Egypt’s interim military rulers established a system on Wednesday for what is promised to be the first free and open elections in the country’s history, laying out a complicated plan evidently designed as a compromise between the competing demands of liberal and Islamist groups.
The parliamentary elections, which will follow the popular revolution that ousted President Hosni Mubarak in February, are being watched closely around the region as a test of the Arab democracy movement.
Rejecting the suggestions of American officials and many human rights groups, the military said that for reasons of national sovereignty it would not invite international monitors to oversee the elections. But it said that independent Egyptian human rights organizations and other groups would be free to do so.
Maj. Gen. Mamdouh Shaheen, speaking on behalf of the military’s ruling council, said “the electoral process” would begin in September in compliance with a referendum held in the spring. But for logistical reasons the final vote will take place in three stages over a month later in the fall.
Half the seats will be chosen by voters in each district picking individual candidates running in winner-take-all races, as in the American system.
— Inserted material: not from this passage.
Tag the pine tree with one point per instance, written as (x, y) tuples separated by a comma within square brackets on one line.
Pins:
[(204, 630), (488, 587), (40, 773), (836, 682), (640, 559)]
To fill the other seats, each voter will also choose a political party, and each party will receive a number of seats proportional to its share of the total vote, a system used in many countries to ensure the representation of minority views.
The defense minister, acting as interim president, will retain Mr. Mubarak’s power to name 10 of the 514 members of the lower house.
The military said it was abandoning a quota for the number of women in Parliament that Mr. Mubarak had imposed. But the military said it would retain an anachronistic requirement — widely ignored or abused under Mr. Mubarak — that half the seats go to workers or farmers. In a nod to the youth who led the revolution, the military lowered the minimum age of lawmakers to 25 from 30.
Maybe not perfect, but looking up. Getting closer to an Egypt for the Egyptian people.